# FAQ



## horseUSA (May 6, 2004)

FAQ :: Read for info on forums.
Link :: http://www.ww2aircraft.net/forum/faq.php


----------



## superpumper (Sep 13, 2006)

Hello everyone. I'm Richard. I've been interested in military aircraft since I was a kid, I think because my dad was career air force. He was also in the navy so I like ships. Anyway I looking forward to learning things here that aren't found in books or on tv.


----------



## superpumper (Sep 13, 2006)

I didn't mention I'm also interested in aircraft crash, rescue firefighting.


----------



## DerAdlerIstGelandet (Sep 14, 2006)

well enjoy the site and welcome.


----------



## ManlyTexan (Oct 21, 2006)

Howdy All,

I'm glad to be a new member of this group, and thank you for accepting me. I am sure that alot of you are here for information, as I am. I to have an intrest in aircraft, mostly during the WW2 era. My father didn't serve in the military during WW2... he was rejected because of health issues. I am proud to say though, that he did do his part for the war effort.

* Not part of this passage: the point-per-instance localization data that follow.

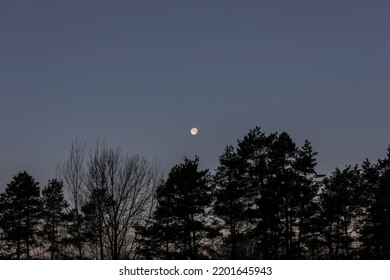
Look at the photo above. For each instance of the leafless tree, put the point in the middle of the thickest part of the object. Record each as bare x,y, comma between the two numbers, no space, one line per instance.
126,186
72,173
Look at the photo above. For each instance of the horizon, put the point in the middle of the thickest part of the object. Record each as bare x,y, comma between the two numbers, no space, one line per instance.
140,75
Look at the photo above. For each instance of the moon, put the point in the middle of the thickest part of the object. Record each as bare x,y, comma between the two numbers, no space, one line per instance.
194,131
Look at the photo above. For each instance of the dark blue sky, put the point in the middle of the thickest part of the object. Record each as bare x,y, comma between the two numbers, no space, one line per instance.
140,74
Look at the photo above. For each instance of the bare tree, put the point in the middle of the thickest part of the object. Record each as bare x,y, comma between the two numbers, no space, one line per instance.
126,186
72,173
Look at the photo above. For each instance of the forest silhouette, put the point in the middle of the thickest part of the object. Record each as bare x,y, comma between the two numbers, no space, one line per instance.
265,200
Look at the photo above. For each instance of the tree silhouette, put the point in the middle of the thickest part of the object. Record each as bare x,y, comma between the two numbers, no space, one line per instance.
178,229
20,214
54,216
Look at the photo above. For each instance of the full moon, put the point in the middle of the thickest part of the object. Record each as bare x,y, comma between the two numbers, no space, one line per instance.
194,131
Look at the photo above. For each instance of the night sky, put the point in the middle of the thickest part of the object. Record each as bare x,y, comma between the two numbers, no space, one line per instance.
141,74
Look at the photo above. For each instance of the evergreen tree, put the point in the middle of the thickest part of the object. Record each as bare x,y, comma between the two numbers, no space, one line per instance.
21,212
232,198
179,228
54,216
339,200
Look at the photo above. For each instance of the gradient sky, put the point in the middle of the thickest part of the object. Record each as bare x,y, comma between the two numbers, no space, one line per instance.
140,74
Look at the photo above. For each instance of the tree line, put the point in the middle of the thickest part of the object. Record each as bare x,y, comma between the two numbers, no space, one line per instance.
265,200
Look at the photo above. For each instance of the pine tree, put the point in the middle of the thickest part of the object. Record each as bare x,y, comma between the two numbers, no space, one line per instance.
179,229
232,198
21,212
54,206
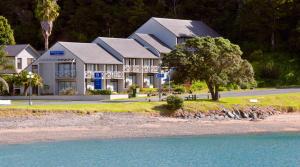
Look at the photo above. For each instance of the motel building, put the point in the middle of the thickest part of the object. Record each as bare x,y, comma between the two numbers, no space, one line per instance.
84,66
115,63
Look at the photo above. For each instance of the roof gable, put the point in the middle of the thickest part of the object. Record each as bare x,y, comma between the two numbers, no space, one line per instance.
90,53
186,28
128,48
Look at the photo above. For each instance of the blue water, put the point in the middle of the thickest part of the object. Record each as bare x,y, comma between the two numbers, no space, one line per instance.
270,150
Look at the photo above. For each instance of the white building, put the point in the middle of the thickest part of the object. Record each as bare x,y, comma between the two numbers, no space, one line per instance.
115,63
21,56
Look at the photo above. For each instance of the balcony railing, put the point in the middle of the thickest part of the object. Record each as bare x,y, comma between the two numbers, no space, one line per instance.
133,68
150,69
105,74
65,74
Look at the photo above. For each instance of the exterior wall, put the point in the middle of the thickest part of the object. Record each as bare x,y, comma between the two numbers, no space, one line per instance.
47,65
153,27
24,55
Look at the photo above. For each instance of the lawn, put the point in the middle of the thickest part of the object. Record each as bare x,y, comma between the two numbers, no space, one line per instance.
281,101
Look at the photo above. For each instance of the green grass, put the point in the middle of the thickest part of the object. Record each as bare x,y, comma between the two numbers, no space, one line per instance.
282,102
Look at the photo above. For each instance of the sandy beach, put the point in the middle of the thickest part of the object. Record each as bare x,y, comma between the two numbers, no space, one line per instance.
68,126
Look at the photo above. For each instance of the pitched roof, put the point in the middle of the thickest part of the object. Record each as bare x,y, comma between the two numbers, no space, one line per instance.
186,28
128,48
14,50
154,42
90,53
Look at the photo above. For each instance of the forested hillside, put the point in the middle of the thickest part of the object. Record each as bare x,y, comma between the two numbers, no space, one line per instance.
268,31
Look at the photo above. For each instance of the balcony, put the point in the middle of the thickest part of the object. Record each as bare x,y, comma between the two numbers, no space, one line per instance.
105,74
65,74
150,69
133,68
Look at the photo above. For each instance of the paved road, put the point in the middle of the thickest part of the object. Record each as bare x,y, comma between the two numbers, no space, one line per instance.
203,96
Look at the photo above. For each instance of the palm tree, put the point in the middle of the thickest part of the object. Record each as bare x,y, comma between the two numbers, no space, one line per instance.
47,12
25,82
5,64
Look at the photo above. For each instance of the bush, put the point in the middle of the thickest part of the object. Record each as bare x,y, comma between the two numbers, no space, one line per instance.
198,85
99,92
174,102
149,90
68,92
179,89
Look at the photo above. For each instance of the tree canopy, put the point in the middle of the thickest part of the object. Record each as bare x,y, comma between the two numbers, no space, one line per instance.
216,61
268,27
6,33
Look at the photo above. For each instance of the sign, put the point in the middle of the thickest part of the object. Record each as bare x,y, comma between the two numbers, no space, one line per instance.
160,75
57,52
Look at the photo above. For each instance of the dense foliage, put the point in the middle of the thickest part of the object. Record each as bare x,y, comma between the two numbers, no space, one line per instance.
6,33
268,27
174,102
218,60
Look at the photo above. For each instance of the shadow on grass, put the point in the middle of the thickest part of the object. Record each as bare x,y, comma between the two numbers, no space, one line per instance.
208,100
164,110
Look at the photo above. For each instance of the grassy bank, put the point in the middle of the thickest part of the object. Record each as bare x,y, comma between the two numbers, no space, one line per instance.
282,102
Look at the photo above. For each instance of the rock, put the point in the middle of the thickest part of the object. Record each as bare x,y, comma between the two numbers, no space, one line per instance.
230,115
244,114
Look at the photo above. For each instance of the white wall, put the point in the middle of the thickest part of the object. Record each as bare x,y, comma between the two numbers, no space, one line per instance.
153,27
24,55
47,68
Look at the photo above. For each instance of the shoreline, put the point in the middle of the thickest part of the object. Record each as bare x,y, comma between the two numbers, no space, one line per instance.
106,126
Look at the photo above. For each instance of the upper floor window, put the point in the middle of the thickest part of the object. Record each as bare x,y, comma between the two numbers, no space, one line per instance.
130,62
19,63
148,62
29,61
111,67
182,39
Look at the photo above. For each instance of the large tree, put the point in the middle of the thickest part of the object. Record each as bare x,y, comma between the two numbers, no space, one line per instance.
6,33
215,60
47,12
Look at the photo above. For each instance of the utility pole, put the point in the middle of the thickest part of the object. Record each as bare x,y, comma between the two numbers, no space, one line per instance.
30,76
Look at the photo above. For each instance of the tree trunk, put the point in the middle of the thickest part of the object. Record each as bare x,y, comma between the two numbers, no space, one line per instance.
46,37
26,90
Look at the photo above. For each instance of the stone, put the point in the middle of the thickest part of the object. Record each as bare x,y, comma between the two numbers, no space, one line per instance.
230,115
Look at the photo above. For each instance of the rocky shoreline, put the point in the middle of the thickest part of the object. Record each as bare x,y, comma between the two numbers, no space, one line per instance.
252,113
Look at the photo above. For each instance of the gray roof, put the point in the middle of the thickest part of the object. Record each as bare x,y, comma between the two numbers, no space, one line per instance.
186,28
90,53
14,50
128,48
154,42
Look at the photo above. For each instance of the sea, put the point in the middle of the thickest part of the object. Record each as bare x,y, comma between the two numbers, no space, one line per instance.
254,150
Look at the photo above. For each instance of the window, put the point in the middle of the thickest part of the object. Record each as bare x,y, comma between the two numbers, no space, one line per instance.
19,63
148,62
29,61
111,67
66,70
130,62
65,85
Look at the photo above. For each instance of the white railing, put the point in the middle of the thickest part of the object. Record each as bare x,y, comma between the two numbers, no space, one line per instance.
150,69
133,68
105,74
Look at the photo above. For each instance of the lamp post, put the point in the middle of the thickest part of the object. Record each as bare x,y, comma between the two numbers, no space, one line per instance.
30,76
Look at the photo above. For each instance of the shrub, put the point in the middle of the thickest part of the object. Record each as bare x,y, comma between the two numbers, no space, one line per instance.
99,92
174,102
69,92
198,85
149,90
179,89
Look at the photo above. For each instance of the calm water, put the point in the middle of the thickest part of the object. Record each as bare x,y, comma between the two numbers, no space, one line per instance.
233,151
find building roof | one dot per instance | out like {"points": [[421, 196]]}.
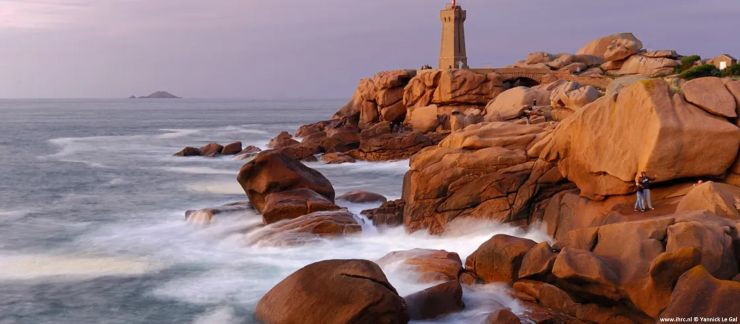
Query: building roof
{"points": [[725, 55]]}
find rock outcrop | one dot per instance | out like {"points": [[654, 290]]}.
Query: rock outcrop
{"points": [[614, 47], [718, 198], [499, 259], [711, 95], [280, 187], [334, 291], [362, 197], [380, 143], [389, 213], [488, 171], [430, 265], [658, 131], [435, 301], [306, 228], [512, 103], [698, 294]]}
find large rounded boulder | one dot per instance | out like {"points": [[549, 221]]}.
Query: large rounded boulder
{"points": [[273, 172], [334, 291], [645, 127]]}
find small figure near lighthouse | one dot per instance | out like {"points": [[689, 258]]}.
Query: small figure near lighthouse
{"points": [[452, 51]]}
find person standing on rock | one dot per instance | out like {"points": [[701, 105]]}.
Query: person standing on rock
{"points": [[644, 183], [639, 203]]}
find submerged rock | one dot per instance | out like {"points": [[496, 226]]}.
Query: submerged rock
{"points": [[361, 197], [306, 228], [499, 258], [430, 265], [273, 172], [435, 301], [389, 213], [211, 149], [334, 291], [189, 151], [645, 128], [293, 203]]}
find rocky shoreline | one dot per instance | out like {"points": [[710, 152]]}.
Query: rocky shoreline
{"points": [[557, 149]]}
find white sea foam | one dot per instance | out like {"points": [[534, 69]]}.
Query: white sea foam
{"points": [[178, 132], [37, 266], [391, 167], [220, 315], [13, 215], [199, 170], [229, 187], [244, 273]]}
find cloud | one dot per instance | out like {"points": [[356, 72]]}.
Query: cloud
{"points": [[39, 14]]}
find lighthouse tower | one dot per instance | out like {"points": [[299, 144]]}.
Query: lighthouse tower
{"points": [[452, 53]]}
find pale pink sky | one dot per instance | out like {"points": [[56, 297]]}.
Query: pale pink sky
{"points": [[308, 49]]}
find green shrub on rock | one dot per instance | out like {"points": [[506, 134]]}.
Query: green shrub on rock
{"points": [[700, 71], [732, 70], [687, 62]]}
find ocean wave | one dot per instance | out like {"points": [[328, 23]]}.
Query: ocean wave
{"points": [[230, 187]]}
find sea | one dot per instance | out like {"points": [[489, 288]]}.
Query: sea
{"points": [[93, 202]]}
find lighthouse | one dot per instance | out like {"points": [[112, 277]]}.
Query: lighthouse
{"points": [[452, 50]]}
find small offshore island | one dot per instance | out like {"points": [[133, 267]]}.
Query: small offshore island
{"points": [[157, 95], [554, 141]]}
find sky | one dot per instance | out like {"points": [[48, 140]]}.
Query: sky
{"points": [[292, 49]]}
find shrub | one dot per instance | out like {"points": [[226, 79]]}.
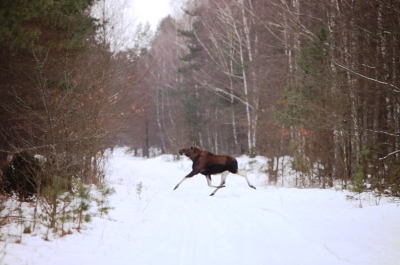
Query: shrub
{"points": [[23, 176]]}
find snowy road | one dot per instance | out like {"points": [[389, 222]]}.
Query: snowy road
{"points": [[238, 225]]}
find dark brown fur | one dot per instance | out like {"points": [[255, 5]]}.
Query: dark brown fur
{"points": [[209, 164]]}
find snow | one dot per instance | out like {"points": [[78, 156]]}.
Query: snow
{"points": [[239, 225]]}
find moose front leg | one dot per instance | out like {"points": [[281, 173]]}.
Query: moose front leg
{"points": [[208, 177], [223, 179], [191, 174]]}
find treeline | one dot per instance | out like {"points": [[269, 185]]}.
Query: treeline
{"points": [[66, 94], [318, 81]]}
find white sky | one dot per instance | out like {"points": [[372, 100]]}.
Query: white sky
{"points": [[151, 11], [124, 15]]}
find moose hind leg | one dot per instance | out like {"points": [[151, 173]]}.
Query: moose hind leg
{"points": [[244, 174], [223, 179], [191, 174]]}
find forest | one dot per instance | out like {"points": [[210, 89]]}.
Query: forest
{"points": [[317, 81]]}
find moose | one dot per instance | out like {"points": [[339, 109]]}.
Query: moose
{"points": [[209, 164]]}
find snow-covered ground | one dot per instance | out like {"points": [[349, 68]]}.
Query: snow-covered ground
{"points": [[156, 225]]}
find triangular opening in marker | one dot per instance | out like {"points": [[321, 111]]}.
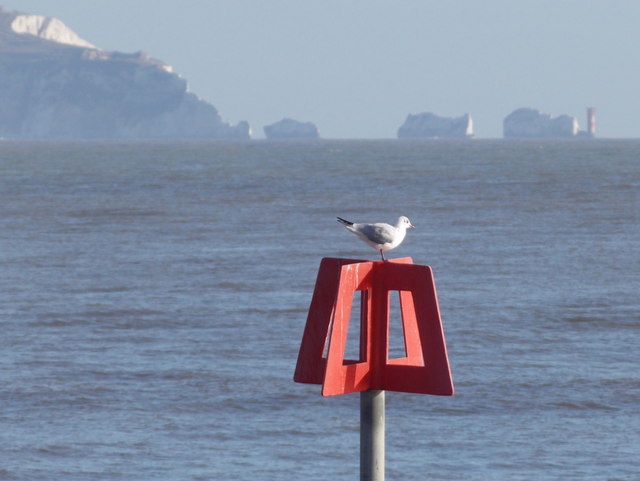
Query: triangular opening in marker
{"points": [[396, 335]]}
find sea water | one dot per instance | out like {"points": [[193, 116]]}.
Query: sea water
{"points": [[154, 297]]}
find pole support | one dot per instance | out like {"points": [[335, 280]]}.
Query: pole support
{"points": [[372, 406]]}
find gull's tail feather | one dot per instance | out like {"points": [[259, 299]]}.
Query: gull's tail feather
{"points": [[345, 222]]}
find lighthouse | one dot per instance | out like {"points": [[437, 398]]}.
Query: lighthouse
{"points": [[591, 122]]}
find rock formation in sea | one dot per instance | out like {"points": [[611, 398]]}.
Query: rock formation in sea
{"points": [[533, 124], [428, 125], [291, 129], [55, 85]]}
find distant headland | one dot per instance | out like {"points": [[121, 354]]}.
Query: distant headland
{"points": [[56, 85]]}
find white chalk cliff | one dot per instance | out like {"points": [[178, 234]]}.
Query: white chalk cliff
{"points": [[291, 129], [428, 125], [55, 85], [533, 124]]}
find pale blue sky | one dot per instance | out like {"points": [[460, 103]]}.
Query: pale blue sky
{"points": [[357, 68]]}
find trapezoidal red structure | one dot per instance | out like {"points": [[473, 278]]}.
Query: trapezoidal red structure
{"points": [[425, 366]]}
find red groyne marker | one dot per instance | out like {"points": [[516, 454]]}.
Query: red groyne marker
{"points": [[424, 368]]}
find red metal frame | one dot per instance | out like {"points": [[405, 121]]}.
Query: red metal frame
{"points": [[425, 367]]}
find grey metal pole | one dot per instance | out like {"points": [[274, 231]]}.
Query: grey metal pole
{"points": [[372, 435]]}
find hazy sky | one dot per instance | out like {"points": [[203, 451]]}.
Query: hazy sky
{"points": [[357, 68]]}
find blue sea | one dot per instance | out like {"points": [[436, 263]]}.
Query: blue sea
{"points": [[154, 295]]}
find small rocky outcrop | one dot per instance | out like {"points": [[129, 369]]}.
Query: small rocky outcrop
{"points": [[430, 126], [529, 123], [291, 129]]}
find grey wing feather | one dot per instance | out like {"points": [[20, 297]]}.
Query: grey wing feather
{"points": [[380, 234]]}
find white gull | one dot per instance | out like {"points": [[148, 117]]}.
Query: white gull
{"points": [[380, 236]]}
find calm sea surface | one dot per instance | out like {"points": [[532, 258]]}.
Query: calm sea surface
{"points": [[153, 297]]}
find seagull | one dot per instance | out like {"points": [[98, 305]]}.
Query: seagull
{"points": [[380, 236]]}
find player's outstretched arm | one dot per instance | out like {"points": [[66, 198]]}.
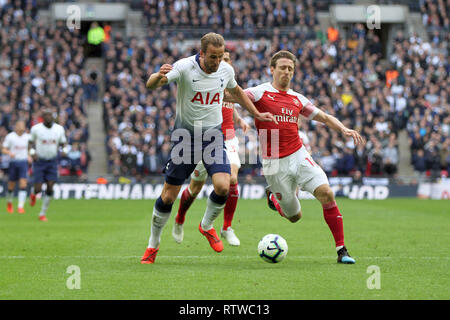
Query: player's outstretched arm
{"points": [[338, 126], [158, 79], [239, 96], [239, 121]]}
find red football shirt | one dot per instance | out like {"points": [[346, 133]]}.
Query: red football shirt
{"points": [[282, 139], [228, 123]]}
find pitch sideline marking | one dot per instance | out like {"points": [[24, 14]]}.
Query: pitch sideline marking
{"points": [[209, 257]]}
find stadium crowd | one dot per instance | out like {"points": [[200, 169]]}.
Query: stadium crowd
{"points": [[42, 66], [344, 75]]}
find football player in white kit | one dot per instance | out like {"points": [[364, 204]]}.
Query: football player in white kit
{"points": [[16, 147], [286, 162], [47, 138], [198, 177], [201, 80]]}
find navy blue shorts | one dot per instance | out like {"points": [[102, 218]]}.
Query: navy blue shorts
{"points": [[45, 170], [187, 153], [18, 170]]}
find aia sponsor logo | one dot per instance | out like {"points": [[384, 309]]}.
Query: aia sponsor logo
{"points": [[202, 98]]}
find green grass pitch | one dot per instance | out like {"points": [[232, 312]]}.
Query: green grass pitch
{"points": [[407, 239]]}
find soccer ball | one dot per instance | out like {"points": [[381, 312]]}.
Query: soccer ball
{"points": [[272, 248]]}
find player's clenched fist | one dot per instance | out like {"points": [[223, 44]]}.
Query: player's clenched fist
{"points": [[357, 138], [165, 68]]}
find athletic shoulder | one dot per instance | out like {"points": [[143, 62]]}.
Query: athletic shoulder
{"points": [[309, 110], [256, 93]]}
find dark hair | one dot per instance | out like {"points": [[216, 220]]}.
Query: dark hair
{"points": [[212, 38], [282, 54]]}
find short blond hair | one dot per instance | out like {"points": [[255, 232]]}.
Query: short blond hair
{"points": [[282, 54], [212, 38]]}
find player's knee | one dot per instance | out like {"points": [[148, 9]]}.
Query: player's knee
{"points": [[163, 206], [195, 188], [296, 218], [325, 194], [222, 189], [169, 196]]}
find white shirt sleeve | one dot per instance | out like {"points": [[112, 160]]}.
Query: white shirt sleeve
{"points": [[7, 142], [232, 83], [33, 134], [254, 93], [62, 138]]}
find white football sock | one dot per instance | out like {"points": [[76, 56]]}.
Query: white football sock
{"points": [[213, 210], [22, 198], [159, 220], [45, 202]]}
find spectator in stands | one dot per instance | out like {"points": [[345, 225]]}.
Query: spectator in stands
{"points": [[419, 162], [390, 159], [40, 66]]}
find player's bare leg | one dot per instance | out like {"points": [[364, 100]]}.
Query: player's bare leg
{"points": [[334, 220], [215, 204], [9, 196], [230, 207], [22, 195], [161, 214], [46, 200], [187, 198], [37, 188]]}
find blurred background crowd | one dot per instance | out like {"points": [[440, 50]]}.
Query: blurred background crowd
{"points": [[379, 93]]}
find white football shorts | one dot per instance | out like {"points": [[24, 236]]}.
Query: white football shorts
{"points": [[232, 151], [285, 174]]}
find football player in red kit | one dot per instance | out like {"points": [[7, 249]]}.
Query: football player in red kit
{"points": [[286, 162]]}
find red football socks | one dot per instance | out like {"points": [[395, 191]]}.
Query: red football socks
{"points": [[334, 220], [230, 206], [185, 202]]}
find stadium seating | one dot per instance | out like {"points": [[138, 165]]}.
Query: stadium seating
{"points": [[342, 75], [42, 66]]}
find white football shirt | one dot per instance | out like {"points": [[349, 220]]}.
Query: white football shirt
{"points": [[47, 140], [17, 145], [199, 94]]}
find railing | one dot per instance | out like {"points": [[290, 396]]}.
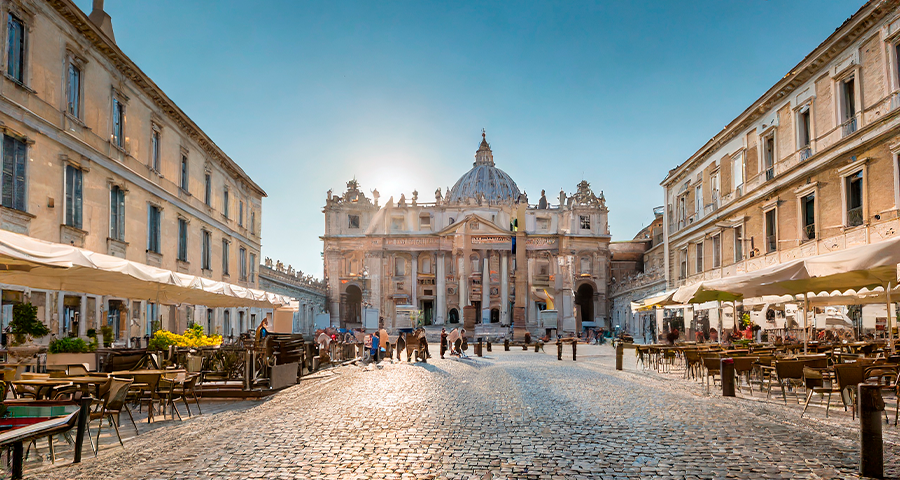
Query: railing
{"points": [[810, 231], [849, 126], [854, 217]]}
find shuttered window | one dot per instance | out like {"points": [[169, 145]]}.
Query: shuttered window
{"points": [[15, 48], [13, 182], [74, 196], [117, 213], [153, 223], [182, 239]]}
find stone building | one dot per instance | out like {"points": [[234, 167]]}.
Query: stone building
{"points": [[309, 292], [94, 154], [637, 271], [810, 167], [460, 250]]}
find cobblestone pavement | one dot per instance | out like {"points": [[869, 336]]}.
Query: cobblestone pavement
{"points": [[517, 414]]}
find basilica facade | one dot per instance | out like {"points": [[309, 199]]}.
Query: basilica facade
{"points": [[479, 253]]}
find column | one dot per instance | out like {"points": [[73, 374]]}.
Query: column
{"points": [[414, 280], [463, 284], [504, 288], [486, 289], [441, 297]]}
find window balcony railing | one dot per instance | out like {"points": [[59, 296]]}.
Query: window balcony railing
{"points": [[809, 231], [854, 217], [849, 126]]}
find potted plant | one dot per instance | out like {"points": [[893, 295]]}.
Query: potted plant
{"points": [[71, 351], [24, 329]]}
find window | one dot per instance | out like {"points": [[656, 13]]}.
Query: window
{"points": [[225, 202], [184, 173], [225, 254], [737, 172], [154, 215], [74, 196], [771, 231], [73, 91], [252, 267], [205, 254], [182, 239], [154, 150], [699, 253], [738, 243], [117, 213], [242, 258], [119, 124], [717, 250], [854, 199], [803, 132], [808, 216], [848, 104], [13, 182], [15, 48], [207, 191], [769, 156], [585, 221]]}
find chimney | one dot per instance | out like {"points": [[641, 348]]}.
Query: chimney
{"points": [[102, 20]]}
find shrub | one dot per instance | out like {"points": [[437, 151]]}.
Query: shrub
{"points": [[69, 345]]}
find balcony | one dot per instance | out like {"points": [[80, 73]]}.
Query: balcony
{"points": [[854, 217], [848, 127]]}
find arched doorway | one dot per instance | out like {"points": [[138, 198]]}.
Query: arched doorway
{"points": [[584, 298], [353, 305]]}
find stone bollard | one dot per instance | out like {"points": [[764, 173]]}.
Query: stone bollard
{"points": [[871, 448], [726, 371], [620, 352]]}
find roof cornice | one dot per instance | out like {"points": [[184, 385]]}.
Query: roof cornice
{"points": [[79, 20]]}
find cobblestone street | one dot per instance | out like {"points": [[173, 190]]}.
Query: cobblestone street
{"points": [[518, 414]]}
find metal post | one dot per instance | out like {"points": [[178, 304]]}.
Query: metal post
{"points": [[620, 352], [83, 414], [871, 448]]}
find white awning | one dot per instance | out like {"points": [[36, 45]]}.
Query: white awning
{"points": [[34, 263]]}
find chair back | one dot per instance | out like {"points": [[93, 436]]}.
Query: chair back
{"points": [[848, 375], [789, 369], [118, 391]]}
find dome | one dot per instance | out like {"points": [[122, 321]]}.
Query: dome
{"points": [[484, 179]]}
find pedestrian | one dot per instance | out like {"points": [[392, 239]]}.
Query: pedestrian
{"points": [[375, 347], [401, 344]]}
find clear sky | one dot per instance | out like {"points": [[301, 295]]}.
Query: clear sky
{"points": [[305, 95]]}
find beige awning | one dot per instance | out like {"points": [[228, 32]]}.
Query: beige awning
{"points": [[856, 268], [34, 263]]}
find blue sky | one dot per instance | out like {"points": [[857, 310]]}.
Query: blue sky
{"points": [[305, 95]]}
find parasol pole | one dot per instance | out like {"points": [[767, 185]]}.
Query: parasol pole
{"points": [[887, 293], [805, 323]]}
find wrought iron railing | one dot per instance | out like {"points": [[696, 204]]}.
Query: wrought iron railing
{"points": [[854, 217]]}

He did get a job with Consolidated Aircraft, and spent a year in Calif., away from his wife and new born daughter, and then be employeed at the Consolidated plant in Fort Worth, Tx. He flew with the crews of the B-24's on practice bombing missions to Wicket, Texas. Thats about 350-400 miles West of Ft. Worth. His main job was wiring, and electronics... but for some reason that I never got to ask him about in detail... although he did tell me it was in relation to the bomb sight. In any case he did achieve a Master Electronics status with Consolided... only to come home and assume ownership of his fathers business...at which he retired.

With all that being said, I have restarted a hobby that I gave up years ago, and that is model building, and die cast collecting. I'm loving it. I'm mostly involved in collecting, and building the War Birds of the Pacific. 

I'm willing to help anyone here if I can.

Thank's,
Manly Texan


----------



## DerAdlerIstGelandet (Oct 21, 2006)

Welcome to the site. Hope you stick around and enjoy the site.


----------



## Sparrow (Mar 17, 2007)

Hello 
I'm Sparrow and I have had an interest in aircraft since grammar school. The interest has evolved into a collection of aircraft models and a regular sim flying habit. That's IL 2 + Aces Expansion + Pacific Fighters which is probably the best WWII combat sim available outside the military. I'm looking forward to participating in the forum and picking the brains of the folks that know aircraft.


----------



## DerAdlerIstGelandet (Mar 17, 2007)

You know that this technically is not the place to be posting your "Hi Im new here" post. There is an area for that.

Now having said that. Welcome.


----------